CCOO, CSIF y UGT convocan protestas contra la Junta tras el verano por la equiparación salarial
Los sindicatos CCOO, CSIF y UGT, integrantes de la Mesa General de Negociación de la Junta de Extremadura, han anunciado este viernes la convocatoria de un calendario de movilizaciones a partir del próximo mes de septiembre. Las protestas de los empleados públicos se trasladarán a las calles y no se descarta la convocatoria de una huelga autonómica ante lo que consideran un “ninguneo” por parte del Ejecutivo regional en la negociación para corregir la brecha salarial respecto a otras comunidades autónomas.
Las tres organizaciones han recordado en rueda de prensa conjunta en Mérida que en abril del año pasado se acordó la creación de una comisión negociadora y cinco grupos de trabajo para redactar un nuevo acuerdo marco. Sin embargo, denuncian que tras un año de espera no se ha producido ningún avance. Según los representantes sindicales, la consejera de Hacienda, Administración Pública y Diálogo Social, Elena Manzano, ha ido “dando largas” y aplazando las reuniones escudándose en coyunturas como el adelanto electoral o la tramitación de los presupuestos.

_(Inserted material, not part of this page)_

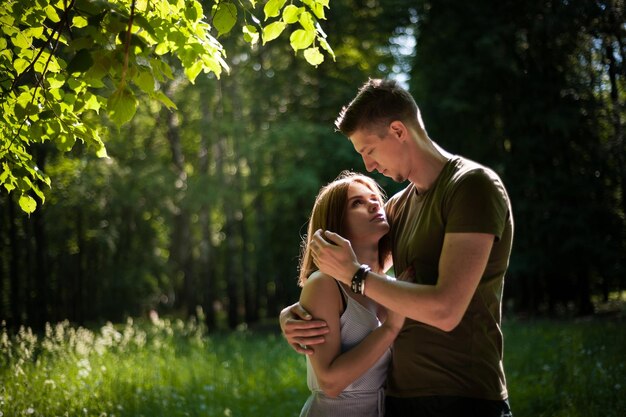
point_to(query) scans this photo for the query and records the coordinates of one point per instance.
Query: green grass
(172, 368)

“Ha llegado el momento de que los empleados públicos se expresen en las calles. La brecha salarial es insostenible”, han advertido Manuel Fernández Colo (UGT), Jesús Solaa (CSIF) y Sonia García (CCOO), quienes han reclamado un compromiso presupuestario real para poder sentarse a negociar.

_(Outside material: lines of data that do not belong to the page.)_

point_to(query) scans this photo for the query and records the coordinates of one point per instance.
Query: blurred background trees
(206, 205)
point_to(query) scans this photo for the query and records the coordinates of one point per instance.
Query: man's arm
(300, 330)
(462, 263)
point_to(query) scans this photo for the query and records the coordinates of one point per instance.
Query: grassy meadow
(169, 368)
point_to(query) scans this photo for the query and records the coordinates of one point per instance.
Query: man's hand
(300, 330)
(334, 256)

Una diferencia salarial superior al 20%
Según los cálculos del frente sindical, la diferencia retributiva de los empleados públicos de la Junta frente a la media nacional supera el 20% en términos generales. Esta brecha resulta especialmente acusada en la Administración General, un colectivo que abarca a profesionales como bomberos forestales, agentes del medio natural, personal de residencias de mayores, centros de menores y escuelas infantiles, así como gestores de ayudas y servicios esenciales.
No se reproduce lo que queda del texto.